Grilled Portobello Burgers
- 2 Tbs. olive oil
- 1 Tbs. balsamic vinegar
- 1 garlic clove, minced
- 1/2 tsp. salt, plus more, to taste
- 1/8 tsp. freshly ground pepper, plus more, to taste
- 4 large portobello mushrooms, stems removed
- 4 slices Monterey Jack or smoked mozzarella cheese
- 4 round Italian rolls
- 2 Tbs. purchased pesto
- 1/2 cup mayonnaise
- 1 to 2 tomatoes, sliced
Prepare a medium-hot fire in a grill, or preheat a stovetop grill pan.

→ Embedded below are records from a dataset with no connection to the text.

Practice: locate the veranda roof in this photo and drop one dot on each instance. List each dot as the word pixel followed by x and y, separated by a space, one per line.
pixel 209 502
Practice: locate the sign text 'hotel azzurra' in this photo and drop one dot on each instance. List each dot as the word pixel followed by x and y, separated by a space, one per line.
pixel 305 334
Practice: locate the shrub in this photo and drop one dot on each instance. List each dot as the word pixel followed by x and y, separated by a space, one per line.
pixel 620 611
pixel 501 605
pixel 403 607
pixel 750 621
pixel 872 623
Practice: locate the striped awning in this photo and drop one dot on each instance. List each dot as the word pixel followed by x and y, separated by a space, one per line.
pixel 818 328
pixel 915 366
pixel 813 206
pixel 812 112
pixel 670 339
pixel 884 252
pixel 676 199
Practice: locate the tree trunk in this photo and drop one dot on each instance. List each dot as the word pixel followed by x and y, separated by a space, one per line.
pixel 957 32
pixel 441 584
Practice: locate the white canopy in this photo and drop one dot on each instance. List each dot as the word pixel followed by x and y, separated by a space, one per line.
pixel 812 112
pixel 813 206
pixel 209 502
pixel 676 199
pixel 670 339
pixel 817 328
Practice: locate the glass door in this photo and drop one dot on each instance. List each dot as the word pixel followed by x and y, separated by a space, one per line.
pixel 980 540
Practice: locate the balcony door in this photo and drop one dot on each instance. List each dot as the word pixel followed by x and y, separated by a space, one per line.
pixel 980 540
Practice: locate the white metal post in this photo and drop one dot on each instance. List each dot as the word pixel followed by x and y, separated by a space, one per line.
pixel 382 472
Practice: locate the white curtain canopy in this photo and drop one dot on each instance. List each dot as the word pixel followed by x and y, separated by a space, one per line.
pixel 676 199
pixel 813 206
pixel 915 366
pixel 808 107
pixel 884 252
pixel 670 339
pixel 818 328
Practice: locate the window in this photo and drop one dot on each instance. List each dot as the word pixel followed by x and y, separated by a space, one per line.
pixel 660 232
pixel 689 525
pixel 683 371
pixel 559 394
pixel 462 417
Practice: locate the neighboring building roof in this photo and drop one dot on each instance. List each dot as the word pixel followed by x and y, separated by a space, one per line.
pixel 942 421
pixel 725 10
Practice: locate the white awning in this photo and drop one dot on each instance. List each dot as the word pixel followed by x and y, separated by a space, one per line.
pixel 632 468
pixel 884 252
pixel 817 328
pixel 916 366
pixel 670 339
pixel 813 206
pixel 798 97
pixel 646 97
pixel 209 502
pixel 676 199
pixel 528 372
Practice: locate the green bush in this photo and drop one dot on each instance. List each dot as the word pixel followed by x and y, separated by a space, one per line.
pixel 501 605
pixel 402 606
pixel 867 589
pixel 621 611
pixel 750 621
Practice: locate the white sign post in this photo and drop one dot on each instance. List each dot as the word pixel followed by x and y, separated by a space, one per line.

In a small bowl, stir together the olive oil, vinegar, garlic, the 1/2 tsp. salt and the 1/8 tsp. pepper. Using a small spoon, remove the gills from the underside of the mushrooms. Brush both sides of the mushrooms with the oil mixture.
Place the mushrooms, stem side up, on the grill and cook until nicely grill-marked, about 4 minutes. Turn the mushrooms over and cook until tender, about 4 minutes more. Place 1 cheese slice on top of each mushroom 2 minutes before you remove them from the grill and cook until melted.
Toast the rolls
Meanwhile, cut the rolls in half horizontally. Place each half, cut side down, on the cooler part of the grill and cook until lightly toasted, 2 to 3 minutes. Alternatively, toast the rolls in a toaster oven.
Assemble the burgers
In a small bowl, stir together the pesto and mayonnaise and season with salt and pepper. Spread the pesto-mayonnaise on the cut sides of the toasted rolls. Place a grilled mushroom on the bottom half of each roll and top with the tomato slices. Top each with a top half of the roll and serve immediately. Serves 4.
Adapted from Williams-Sonoma Food Made Fast Series, Vegetarian, by Dana Jacobi (Oxmoor House, 2007).